WPSOLR search is quite versatile, and can be declined in two flavours: Ajax, or standard (WPSOLR PRO only).
The standard flavour is described in this document.
The WPSOLR search with Elasticsearch / Apache Solr
A common usage is for WooCommerce front-end search themes, which contain highly specific e-commerce features that should not need to be modified or replaced. Think of the “Add to basket” buttons, the choice of listed or tiled view results, the sort list, the navigation bar.
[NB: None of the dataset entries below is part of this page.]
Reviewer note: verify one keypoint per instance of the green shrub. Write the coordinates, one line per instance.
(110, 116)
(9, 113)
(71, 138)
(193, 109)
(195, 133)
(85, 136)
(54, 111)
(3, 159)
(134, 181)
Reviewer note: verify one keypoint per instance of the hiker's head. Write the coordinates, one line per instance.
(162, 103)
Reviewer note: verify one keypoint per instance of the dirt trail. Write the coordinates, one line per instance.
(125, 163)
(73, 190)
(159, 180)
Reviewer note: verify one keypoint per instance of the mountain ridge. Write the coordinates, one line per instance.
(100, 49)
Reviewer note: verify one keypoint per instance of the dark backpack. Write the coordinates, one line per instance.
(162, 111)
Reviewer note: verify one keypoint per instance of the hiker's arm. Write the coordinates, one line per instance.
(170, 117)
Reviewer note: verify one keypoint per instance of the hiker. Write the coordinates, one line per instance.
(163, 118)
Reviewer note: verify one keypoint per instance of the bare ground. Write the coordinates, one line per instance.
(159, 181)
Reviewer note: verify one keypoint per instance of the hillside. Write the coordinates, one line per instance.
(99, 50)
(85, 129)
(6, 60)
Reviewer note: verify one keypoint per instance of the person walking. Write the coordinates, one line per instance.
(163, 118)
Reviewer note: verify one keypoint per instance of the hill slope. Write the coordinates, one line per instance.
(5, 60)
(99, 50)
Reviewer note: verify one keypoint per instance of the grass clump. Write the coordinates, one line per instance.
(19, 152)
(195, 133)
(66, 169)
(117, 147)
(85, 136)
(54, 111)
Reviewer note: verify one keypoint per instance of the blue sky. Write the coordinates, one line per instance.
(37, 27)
In that mode, WPSOLR is able to replace the way search is performed, without disturbing at all any of those features.
Now, if we analyse the WPSOLR workflow with that standard mode, as you can see in the following cinematic, it’s pretty obvious that the theme’s search template is acting as usual to display search results.
Standard (non-Ajax) WPSOLR search workflow.
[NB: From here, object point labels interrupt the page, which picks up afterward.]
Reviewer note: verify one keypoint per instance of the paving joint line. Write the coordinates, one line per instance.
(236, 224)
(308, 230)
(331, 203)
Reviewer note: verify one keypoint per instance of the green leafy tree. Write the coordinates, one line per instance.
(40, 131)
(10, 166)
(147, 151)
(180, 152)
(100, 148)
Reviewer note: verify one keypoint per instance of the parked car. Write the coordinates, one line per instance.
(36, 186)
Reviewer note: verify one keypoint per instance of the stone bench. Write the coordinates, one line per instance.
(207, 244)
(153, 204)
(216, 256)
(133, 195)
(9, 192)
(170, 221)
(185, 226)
Compared to the standard WordPress search, the steps which differ are:
- WPSOLR is replacing the WP_Query object with it’s own subclass object WPSOLR_Query.
- WPSOLR_Query is extracting parameters from the url, from WPSOLR PRO extensions, or from your own filters code.
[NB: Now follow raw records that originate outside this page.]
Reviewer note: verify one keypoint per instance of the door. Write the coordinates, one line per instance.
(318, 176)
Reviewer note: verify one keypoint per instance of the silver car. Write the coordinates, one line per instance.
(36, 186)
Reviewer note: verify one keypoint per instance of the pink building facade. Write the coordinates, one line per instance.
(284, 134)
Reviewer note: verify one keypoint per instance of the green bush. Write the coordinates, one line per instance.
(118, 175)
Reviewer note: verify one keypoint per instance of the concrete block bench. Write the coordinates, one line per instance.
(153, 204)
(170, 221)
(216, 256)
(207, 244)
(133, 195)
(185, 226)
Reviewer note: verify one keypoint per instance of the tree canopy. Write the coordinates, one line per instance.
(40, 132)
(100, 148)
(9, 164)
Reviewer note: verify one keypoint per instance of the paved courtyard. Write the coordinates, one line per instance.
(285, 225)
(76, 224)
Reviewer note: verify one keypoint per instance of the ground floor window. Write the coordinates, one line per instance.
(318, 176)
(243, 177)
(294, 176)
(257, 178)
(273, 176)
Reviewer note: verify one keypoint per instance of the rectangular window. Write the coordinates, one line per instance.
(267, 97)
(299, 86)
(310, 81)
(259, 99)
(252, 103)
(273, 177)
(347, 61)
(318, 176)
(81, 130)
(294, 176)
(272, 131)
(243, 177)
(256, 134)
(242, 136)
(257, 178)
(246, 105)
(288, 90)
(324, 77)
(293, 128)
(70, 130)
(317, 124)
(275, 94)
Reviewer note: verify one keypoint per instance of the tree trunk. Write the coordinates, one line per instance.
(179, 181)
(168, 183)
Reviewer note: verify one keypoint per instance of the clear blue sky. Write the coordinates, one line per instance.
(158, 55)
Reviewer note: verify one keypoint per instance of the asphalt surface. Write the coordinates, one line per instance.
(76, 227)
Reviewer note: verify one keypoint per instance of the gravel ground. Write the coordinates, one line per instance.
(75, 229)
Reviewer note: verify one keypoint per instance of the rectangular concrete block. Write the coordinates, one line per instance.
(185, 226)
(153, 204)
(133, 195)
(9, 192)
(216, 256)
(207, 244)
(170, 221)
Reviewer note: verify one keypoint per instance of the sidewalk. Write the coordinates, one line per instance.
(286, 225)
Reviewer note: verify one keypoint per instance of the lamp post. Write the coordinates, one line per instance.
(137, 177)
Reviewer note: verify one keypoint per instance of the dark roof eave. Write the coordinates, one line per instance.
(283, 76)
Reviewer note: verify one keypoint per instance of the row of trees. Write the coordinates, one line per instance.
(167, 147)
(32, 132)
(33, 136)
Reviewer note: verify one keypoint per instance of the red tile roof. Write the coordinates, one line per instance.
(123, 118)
- WPSOLR builds an Elasticsearch / Solr query with the Elastica php library / Solarium php library.
- WPSOLR queries the Elasticsearch / Solr index to get the documents that fit the query.
- WPSOLR extracts the documents ids.
- WPSOLR, with a single SQL statement, retrieves the post types (post, page, product, or any post type) from the WordPress database.
- WPSOLR “enhances” the post types content: geolocation distance, highlighted keywords in the excerpt, …
- WPSOLR stores the post types results
When the theme’s search template is loaded, it behaves as usual, unaware that the post types it gets from the WordPress standard loop came firstly from an Elasticsearch / Apache Solr query.
How is it faster then ?
You probably noticed that now, 2 queries are performed instead of one in the standard search: one to the Elasticsearch / Solr index, and one to retrieve post types from the document ids.
Yet it’s much faster, because as soon as you get a significant amount of post types in your database (a few thousands, to many thousands), the Elasticsearch / Solr query is incredibly faster than a WP_Query SQL full-text search.
And the second query to retrieve post types from the ids is very fast too, as it queries on table fields ids, which are indexed.
The difficult job, the full-text search, is performed by Elasticsearch / Apache Solr, which has been built just for that.